6. Ensure transparency and accountability through an inclusive and open consultation process and effective stakeholder engagement by:
a. securing multi-stakeholder buy-in to core values and principles for the event and its supporting processes to create long-term community legacies;
b. exposing, in a timely and quality manner to public scrutiny data and information on public investment and expenditures especially on the costs (tangible or not), benefits and impact of the global event on the economy, environment, and social cohesion;
c. securing local community support and engagement throughout the event lifecycle such as using digital platforms, open government data, crowdsourcing and citizen monitoring;
d. seeking a balance when incorporating stakeholders’ views, taking action to prevent disproportionate influence by special interest groups.
V. RECOMMENDS that Adherents establish collaborative partner relations with global event owners and other previous or awarded host cities with a view to optimise the conditions for the delivery of local and national development outcomes, knowledge transfer and to provide for the mitigation of risk by all parties. To that effect, Adherents should, as appropriate:
a. Develop relationships with international event owners which seek to align wider reform agendas closely with local and national development objectives;
b. Define and implement a framework of responsibilities which promotes shared, cross-organisational accountability for the delivery of development outcomes across all partners;
c. Define and implement partner-agreed, robust and proportionate fiscal control mechanisms which reverse the trend of major event cost escalation and optimise financial investment toward development outcomes.
VI. INVITES the Secretary-General to disseminate this Recommendation.
VII. INVITES Adherents to disseminate this Recommendation at all levels of government.
VIII. INVITES non-Adherents to take account of and adhere to this Recommendation.

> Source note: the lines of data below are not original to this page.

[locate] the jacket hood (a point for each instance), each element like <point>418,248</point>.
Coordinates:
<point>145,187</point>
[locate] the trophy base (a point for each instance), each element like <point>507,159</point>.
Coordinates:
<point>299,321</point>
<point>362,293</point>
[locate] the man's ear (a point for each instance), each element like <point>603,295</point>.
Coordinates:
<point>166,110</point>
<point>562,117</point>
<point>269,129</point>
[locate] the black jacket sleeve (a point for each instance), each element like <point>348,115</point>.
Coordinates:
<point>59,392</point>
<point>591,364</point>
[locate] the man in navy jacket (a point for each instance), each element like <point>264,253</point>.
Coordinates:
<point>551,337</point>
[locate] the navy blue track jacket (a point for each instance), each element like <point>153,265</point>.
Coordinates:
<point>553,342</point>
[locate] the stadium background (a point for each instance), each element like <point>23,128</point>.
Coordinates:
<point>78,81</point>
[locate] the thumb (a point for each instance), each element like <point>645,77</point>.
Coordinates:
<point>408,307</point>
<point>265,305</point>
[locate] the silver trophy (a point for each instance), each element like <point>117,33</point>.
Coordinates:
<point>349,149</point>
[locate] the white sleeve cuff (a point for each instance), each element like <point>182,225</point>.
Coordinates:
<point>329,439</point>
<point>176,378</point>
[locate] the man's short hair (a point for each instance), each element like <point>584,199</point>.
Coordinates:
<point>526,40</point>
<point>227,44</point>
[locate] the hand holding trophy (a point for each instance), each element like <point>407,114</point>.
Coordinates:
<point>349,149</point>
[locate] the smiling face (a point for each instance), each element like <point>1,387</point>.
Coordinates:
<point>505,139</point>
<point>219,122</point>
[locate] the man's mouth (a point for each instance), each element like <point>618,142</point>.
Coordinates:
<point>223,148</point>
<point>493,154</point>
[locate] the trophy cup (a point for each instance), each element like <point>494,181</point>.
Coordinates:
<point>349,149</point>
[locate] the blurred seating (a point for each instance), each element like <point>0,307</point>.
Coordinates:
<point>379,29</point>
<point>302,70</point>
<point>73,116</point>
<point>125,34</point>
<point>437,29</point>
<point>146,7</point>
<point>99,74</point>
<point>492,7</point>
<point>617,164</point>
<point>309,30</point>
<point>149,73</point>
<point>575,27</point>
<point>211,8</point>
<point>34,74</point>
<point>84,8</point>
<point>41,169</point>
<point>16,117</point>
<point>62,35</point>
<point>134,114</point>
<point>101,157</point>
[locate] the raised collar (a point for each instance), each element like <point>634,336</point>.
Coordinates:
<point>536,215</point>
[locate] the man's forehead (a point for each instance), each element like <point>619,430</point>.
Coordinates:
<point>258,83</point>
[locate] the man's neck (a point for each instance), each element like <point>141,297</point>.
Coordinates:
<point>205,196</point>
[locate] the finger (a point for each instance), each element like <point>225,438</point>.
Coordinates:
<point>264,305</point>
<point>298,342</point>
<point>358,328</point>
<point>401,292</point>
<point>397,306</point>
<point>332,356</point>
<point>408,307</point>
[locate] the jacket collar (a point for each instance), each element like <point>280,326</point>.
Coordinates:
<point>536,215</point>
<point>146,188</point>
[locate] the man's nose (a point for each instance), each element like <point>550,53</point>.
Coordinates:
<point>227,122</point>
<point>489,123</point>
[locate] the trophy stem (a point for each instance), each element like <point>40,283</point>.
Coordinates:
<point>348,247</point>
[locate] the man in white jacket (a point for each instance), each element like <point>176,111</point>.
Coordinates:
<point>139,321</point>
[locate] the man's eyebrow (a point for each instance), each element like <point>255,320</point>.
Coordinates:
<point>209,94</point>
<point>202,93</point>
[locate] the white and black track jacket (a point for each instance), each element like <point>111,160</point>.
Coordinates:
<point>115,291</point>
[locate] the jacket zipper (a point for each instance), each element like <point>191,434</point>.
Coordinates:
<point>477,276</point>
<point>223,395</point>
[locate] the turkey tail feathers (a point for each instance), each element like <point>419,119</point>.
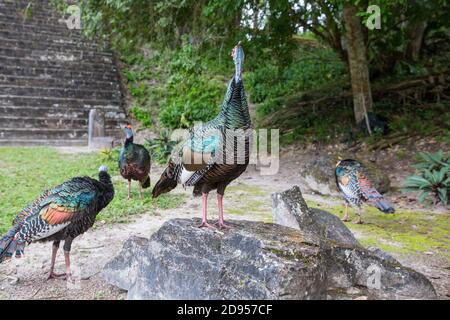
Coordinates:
<point>383,206</point>
<point>164,185</point>
<point>167,182</point>
<point>9,245</point>
<point>146,183</point>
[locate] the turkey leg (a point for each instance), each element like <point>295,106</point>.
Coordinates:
<point>221,222</point>
<point>204,220</point>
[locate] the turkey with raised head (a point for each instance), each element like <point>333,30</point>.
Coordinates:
<point>352,179</point>
<point>61,213</point>
<point>215,153</point>
<point>134,162</point>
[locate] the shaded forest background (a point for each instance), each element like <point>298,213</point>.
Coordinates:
<point>298,68</point>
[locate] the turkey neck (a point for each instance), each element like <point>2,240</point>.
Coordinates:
<point>128,141</point>
<point>107,189</point>
<point>234,113</point>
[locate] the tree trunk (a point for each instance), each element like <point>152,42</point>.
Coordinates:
<point>357,59</point>
<point>416,31</point>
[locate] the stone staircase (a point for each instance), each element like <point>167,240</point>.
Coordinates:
<point>50,77</point>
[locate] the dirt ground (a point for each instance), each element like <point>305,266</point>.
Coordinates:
<point>26,278</point>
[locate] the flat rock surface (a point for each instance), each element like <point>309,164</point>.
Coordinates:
<point>256,260</point>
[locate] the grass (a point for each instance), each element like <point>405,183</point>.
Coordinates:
<point>26,172</point>
<point>403,232</point>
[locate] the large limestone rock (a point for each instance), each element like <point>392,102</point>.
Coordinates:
<point>318,176</point>
<point>258,261</point>
<point>290,210</point>
<point>252,261</point>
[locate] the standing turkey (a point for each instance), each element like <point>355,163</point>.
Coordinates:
<point>134,162</point>
<point>215,153</point>
<point>61,213</point>
<point>352,179</point>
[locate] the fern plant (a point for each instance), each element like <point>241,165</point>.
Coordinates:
<point>432,178</point>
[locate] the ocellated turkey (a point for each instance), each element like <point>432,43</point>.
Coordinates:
<point>215,153</point>
<point>134,162</point>
<point>352,179</point>
<point>62,213</point>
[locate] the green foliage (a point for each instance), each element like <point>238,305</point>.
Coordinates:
<point>161,148</point>
<point>315,67</point>
<point>143,116</point>
<point>432,178</point>
<point>110,155</point>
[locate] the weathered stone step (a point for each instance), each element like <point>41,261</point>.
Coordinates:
<point>60,112</point>
<point>106,57</point>
<point>66,62</point>
<point>59,93</point>
<point>63,60</point>
<point>27,35</point>
<point>62,45</point>
<point>7,15</point>
<point>60,29</point>
<point>51,77</point>
<point>82,84</point>
<point>52,123</point>
<point>38,5</point>
<point>57,73</point>
<point>42,133</point>
<point>43,142</point>
<point>36,101</point>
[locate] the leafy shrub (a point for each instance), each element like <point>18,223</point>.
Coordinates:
<point>269,83</point>
<point>143,116</point>
<point>110,155</point>
<point>192,94</point>
<point>161,148</point>
<point>432,178</point>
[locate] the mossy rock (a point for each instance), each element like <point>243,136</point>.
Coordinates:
<point>318,175</point>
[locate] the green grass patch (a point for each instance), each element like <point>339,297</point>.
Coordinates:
<point>403,232</point>
<point>26,172</point>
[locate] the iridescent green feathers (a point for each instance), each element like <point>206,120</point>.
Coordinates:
<point>134,160</point>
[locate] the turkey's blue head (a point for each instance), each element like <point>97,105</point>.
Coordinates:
<point>238,57</point>
<point>340,171</point>
<point>129,133</point>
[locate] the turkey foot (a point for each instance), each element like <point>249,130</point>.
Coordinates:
<point>53,275</point>
<point>206,225</point>
<point>221,225</point>
<point>345,218</point>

IX. INSTRUCTS the Directing Committee of the Co-operative Action Programme on Local Economic and Employment Development in consultation with relevant OECD committees to:
a. serve as a forum to exchange information on experiences with respect to the implementation of this Recommendation;
b. develop, through an inclusive process, an implementation toolkit that helps Adherents implement the Recommendation and includes an evaluation framework for assessing the economic, social and environmental benefits and impacts of global events that is relevant to all levels of government;
c. monitor the implementation of this Recommendation and report thereon to the Council no later than six years following its adoption and regularly as appropriate thereafter.